Kementerian Lingkungan Hidup Janji Atasi Tumpang Tindih Aturan Tata Kelola Sawit

Sedang Trending 5 hari yang lalu

TEMPO.CO, Jakarta - Wakil Menteri Lingkungan Hidup/Badan Pengendalian Lingkungan Hidup, Diaz Hendropriyono, mengatakan siap mengatasi tumpang tindih izin dan kewenangan dalam tata kelola industri kelapa sawit. Menurutnya, perihal tersebut bisa diwujudkan jika ada kementerian nan bersedia mengalah demi kepentingan bersama.

"Bagaimanapun juga kita kudu berpihak kepada rakyat, dan mau tidak mau ini kudu ada nan mengalah," ujarnya dalam aktivitas Penyerahan Laporan Hasil Analisis Kajian Sistemik kepada 12 Instansi Terkait Pencegahan Maladministrasi dalam Pelayanan Tata Kelola Industri Kelapa Sawit, di Kantor Ombudsman RI, Senin, 18 November 2024.

Selanjutnya, Diaz mengatakan dalam tata kelola sawit memang terdapat beberapa tantangan. Di antaranya adalah halangan dari pihak-pihak tertentu, khususnya Barat, nan bakal memblokir sawit dari Indonesia. "Apalagi jika kita sudah mau membesarkan sawit dengan potensi nan lebih banyak," ujarnya.

Selain itu, tantangan lain nan kudu dikerjakan Diaz sebagai Wamen Lingkungan Hidup/Badan Pengendalian Lingkungan Hidup adalah mereview ulang Peraturan Menteri Lingkungan Hidup dan Kehutanan Nomor 5 Tahun 2021. Menurutnya, revisi tersebut dapat menyelesaikan persoalan ketidakpastian jasa Persetujuan Teknis (Pertek) Pemanfaatan Limbah Pabrik Kelapa Sawit untuk Aplikasi ke Lahan alias disebut Land Application - Limbah Cair Pabrik Kelapa Sawit (LA-LCPKS).
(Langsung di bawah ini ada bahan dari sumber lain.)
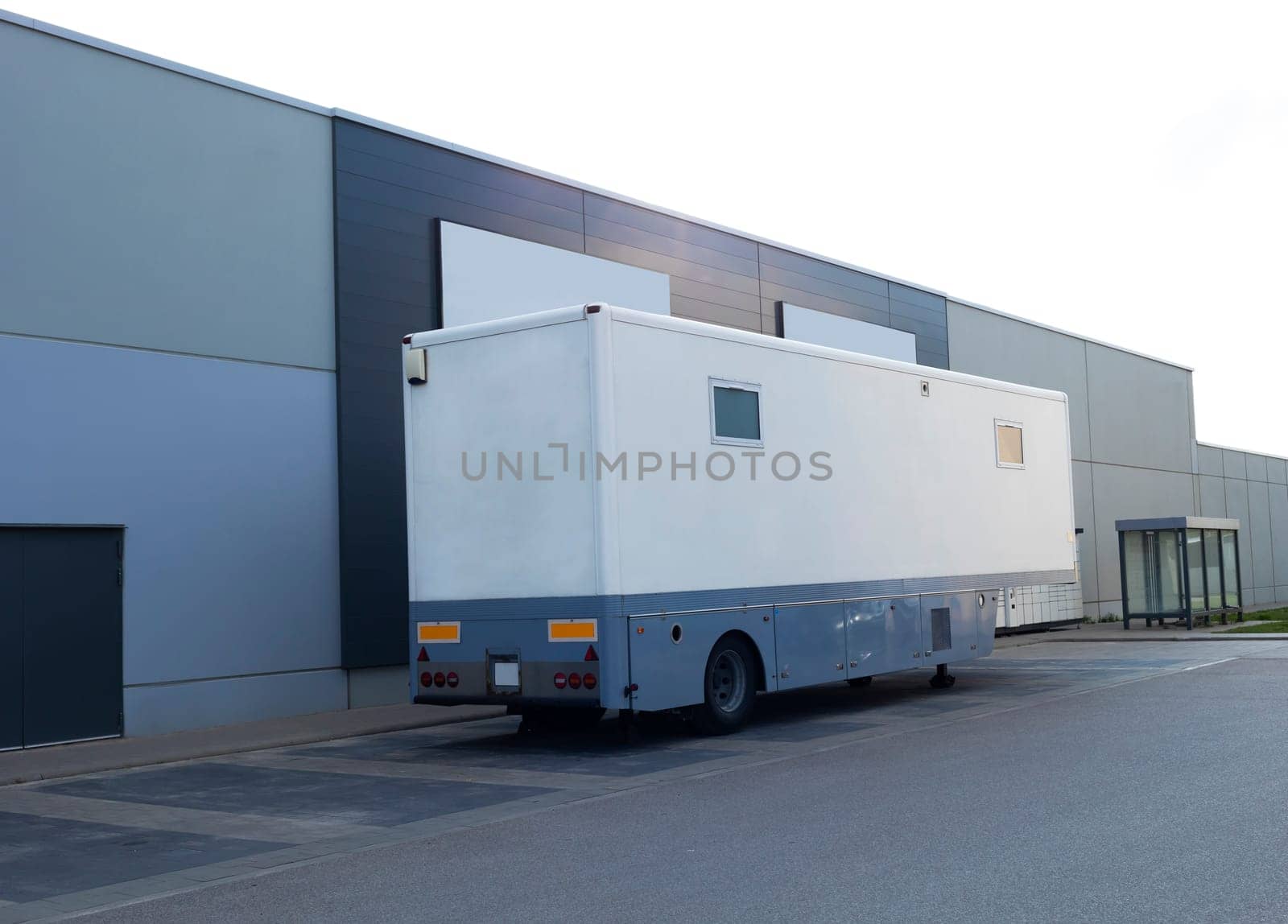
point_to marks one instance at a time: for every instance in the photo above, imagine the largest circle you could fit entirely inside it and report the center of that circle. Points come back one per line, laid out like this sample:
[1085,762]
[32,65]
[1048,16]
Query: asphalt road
[1153,797]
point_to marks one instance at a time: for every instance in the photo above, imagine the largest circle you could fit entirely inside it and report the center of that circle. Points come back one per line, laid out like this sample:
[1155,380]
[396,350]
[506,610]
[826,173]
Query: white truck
[617,509]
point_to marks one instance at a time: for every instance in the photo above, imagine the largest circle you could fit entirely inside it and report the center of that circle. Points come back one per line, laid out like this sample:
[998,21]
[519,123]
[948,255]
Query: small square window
[734,414]
[1010,444]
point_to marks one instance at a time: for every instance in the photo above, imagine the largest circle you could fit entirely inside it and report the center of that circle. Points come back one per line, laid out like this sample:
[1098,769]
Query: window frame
[712,384]
[997,443]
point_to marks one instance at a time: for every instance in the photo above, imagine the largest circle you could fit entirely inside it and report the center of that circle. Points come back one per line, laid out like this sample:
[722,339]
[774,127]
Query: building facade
[203,291]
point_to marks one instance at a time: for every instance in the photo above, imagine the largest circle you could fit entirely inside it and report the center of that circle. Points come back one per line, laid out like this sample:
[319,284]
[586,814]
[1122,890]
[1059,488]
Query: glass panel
[1010,444]
[1170,571]
[1214,567]
[1230,567]
[1133,554]
[737,414]
[1195,551]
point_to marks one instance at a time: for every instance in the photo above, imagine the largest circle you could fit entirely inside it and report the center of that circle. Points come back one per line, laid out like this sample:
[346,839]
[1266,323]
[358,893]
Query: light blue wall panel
[146,208]
[1236,509]
[1210,461]
[985,344]
[174,707]
[1211,496]
[1279,528]
[225,476]
[1140,410]
[1236,464]
[1257,534]
[1085,518]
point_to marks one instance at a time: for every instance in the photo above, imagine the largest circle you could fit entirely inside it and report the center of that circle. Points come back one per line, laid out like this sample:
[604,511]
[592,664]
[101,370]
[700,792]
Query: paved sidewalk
[90,757]
[1114,632]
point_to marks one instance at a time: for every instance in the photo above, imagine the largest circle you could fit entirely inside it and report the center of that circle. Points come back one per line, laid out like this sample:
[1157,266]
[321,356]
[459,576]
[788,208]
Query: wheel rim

"Jadi mungkin saya kelak bakal komunikasi lagi dengan teman-teman di Kementerian LH. Apa nan dimaksud oleh Pak Yeka (Ombudsman) itu sudah sesuai dengan apa nan kita sudah buat," tuturnya.

Sebelumnya, Ombudsman Republik Indonesia mengatakan terdapat sejumlah persoalan dalam tata kelola industri kelapa sawit, terutama mengenai jasa nan diselenggarakan oleh negara. Akibatnya, muncul potensi masalah nan bisa berujung pada maladministrasi alias kebijakan nan tidak sesuai dengan prinsip keadilan, transparansi, dan akuntabilitas.
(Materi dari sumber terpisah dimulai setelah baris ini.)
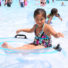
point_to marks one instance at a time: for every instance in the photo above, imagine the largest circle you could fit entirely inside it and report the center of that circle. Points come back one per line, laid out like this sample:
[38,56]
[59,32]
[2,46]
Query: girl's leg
[28,46]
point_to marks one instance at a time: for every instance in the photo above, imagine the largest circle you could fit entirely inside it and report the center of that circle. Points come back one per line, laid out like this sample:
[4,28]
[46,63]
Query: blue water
[14,18]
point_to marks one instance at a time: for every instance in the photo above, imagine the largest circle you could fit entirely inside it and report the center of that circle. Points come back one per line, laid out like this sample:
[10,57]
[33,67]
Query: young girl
[25,2]
[54,12]
[42,2]
[8,3]
[42,31]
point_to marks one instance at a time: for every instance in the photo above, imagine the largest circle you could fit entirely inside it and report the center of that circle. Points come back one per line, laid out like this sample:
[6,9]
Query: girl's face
[40,20]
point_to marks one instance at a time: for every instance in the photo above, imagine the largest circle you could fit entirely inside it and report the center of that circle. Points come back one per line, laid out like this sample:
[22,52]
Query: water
[15,18]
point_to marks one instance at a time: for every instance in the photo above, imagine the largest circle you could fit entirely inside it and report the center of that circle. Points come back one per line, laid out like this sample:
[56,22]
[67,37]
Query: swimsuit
[42,39]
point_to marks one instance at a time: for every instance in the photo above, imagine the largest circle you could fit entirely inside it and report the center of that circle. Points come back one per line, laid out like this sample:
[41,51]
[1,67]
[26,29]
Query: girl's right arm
[26,30]
[54,33]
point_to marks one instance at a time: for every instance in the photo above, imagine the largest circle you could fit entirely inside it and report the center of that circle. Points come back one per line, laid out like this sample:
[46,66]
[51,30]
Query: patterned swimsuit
[42,39]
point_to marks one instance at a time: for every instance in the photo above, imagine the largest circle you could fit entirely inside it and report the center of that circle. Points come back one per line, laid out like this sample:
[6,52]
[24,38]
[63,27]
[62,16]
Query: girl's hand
[17,31]
[60,35]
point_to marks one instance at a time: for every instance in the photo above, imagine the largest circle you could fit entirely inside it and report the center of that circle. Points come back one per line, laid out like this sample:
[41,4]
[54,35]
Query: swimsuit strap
[41,32]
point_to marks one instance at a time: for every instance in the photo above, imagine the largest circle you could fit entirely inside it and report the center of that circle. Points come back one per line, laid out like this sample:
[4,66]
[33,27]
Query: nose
[39,21]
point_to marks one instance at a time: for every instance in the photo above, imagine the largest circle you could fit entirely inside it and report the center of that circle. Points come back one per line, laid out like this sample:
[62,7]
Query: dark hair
[54,11]
[40,11]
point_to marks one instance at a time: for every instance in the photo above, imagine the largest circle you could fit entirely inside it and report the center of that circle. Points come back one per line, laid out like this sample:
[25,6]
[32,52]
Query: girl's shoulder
[47,26]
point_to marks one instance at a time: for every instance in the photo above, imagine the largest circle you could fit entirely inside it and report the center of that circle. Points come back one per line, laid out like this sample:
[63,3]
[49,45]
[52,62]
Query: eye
[42,19]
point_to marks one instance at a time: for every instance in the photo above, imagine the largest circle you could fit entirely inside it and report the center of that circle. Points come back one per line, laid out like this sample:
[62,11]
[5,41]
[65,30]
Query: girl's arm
[49,20]
[26,30]
[53,32]
[58,15]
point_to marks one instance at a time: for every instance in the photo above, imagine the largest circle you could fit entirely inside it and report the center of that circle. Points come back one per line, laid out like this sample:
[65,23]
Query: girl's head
[40,16]
[54,11]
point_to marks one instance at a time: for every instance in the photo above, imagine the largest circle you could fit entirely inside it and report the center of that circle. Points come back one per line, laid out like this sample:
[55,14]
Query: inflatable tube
[49,50]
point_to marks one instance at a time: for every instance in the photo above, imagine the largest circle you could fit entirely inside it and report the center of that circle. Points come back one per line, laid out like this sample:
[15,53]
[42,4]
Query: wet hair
[40,11]
[53,11]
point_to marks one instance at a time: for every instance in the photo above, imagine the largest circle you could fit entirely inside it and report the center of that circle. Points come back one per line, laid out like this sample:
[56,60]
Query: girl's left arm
[53,32]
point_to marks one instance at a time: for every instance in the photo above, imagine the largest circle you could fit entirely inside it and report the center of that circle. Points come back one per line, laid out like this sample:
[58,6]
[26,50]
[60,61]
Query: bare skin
[47,30]
[50,18]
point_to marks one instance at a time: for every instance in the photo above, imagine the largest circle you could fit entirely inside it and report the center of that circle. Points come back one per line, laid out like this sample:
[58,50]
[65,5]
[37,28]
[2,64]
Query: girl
[25,2]
[0,2]
[8,3]
[54,12]
[42,31]
[42,2]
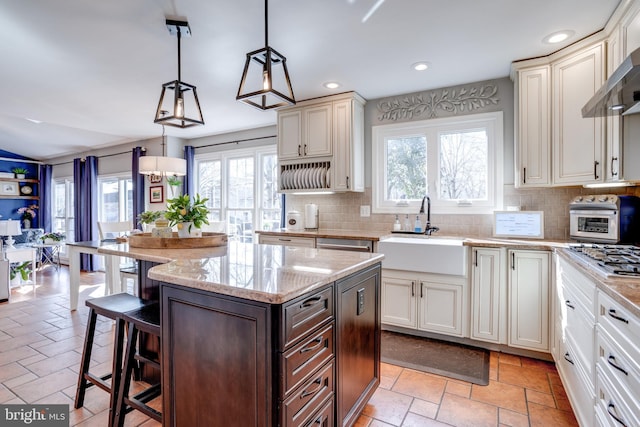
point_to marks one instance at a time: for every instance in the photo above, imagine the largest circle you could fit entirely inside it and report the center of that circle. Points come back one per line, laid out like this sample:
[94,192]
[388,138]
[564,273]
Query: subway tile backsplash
[342,211]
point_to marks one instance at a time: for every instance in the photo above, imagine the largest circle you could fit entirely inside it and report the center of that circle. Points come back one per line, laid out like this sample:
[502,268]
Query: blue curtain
[138,185]
[85,182]
[189,182]
[45,192]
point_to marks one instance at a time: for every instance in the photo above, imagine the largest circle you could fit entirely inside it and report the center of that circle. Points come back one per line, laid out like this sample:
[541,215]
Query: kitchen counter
[624,290]
[266,273]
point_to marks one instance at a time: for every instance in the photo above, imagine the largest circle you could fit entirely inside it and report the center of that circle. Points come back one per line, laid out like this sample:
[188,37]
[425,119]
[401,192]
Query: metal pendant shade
[265,80]
[178,98]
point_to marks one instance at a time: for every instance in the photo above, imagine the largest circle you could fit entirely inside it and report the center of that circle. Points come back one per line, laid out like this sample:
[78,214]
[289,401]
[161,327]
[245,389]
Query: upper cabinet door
[578,143]
[534,127]
[290,134]
[317,129]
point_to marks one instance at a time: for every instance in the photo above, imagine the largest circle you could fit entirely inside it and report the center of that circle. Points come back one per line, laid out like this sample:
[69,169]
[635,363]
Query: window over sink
[457,161]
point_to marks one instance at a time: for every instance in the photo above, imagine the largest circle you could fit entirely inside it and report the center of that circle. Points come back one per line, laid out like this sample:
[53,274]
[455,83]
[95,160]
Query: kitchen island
[264,335]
Anggota Ombudsman RI, Yeka Hendra Fatika, mengatakan ada empat aspek nan menjadi potensi maladministrasi tersebut. Pertama, aspek lahan, di mana terjadi tumpang tindih antara Hak Atas Tanah perkebunan kelapa sawit dan Kawasan Hutan. Kedua, aspek perizinan nan berakibat pada rendahnya produktivitas Tandan Buah Segar (TBS). Ketiga, aspek tata niaga nan mempengaruhi pengelolaan biaya sawit, khususnya dalam program biodiesel. Terakhir, aspek kelembagaan nan melibatkan banyak kementerian dengan kebijakan dan izin nan tidak terintegrasi, sehingga menyebabkan beragam masalah penerapan di lapangan, seperti dalam kebijakan perizinan dan tata niaga industri kelapa sawit.

Karena itu ada beberapa perihal nan Yeka sarankan kepada pemerintah untuk mengatasi soal persoalan tata kelola sawit. Salah satunya adalah mendorong pemerintah untuk membentuk Badan Nasional nan mengurusi tata kelola hulu-hilir industri kelapa sawit nan berada langsung di bawah Presiden RI. Menurutnya, badan ini perlu diberi kewenangan nan cukup untuk melakukan pengaturan, pembinaan, pendampingan, dan pengawasan mengenai urusan industri kelapa sawit, sehingga tidak ada lagi izin dan kewenangan nan tumpang tindih.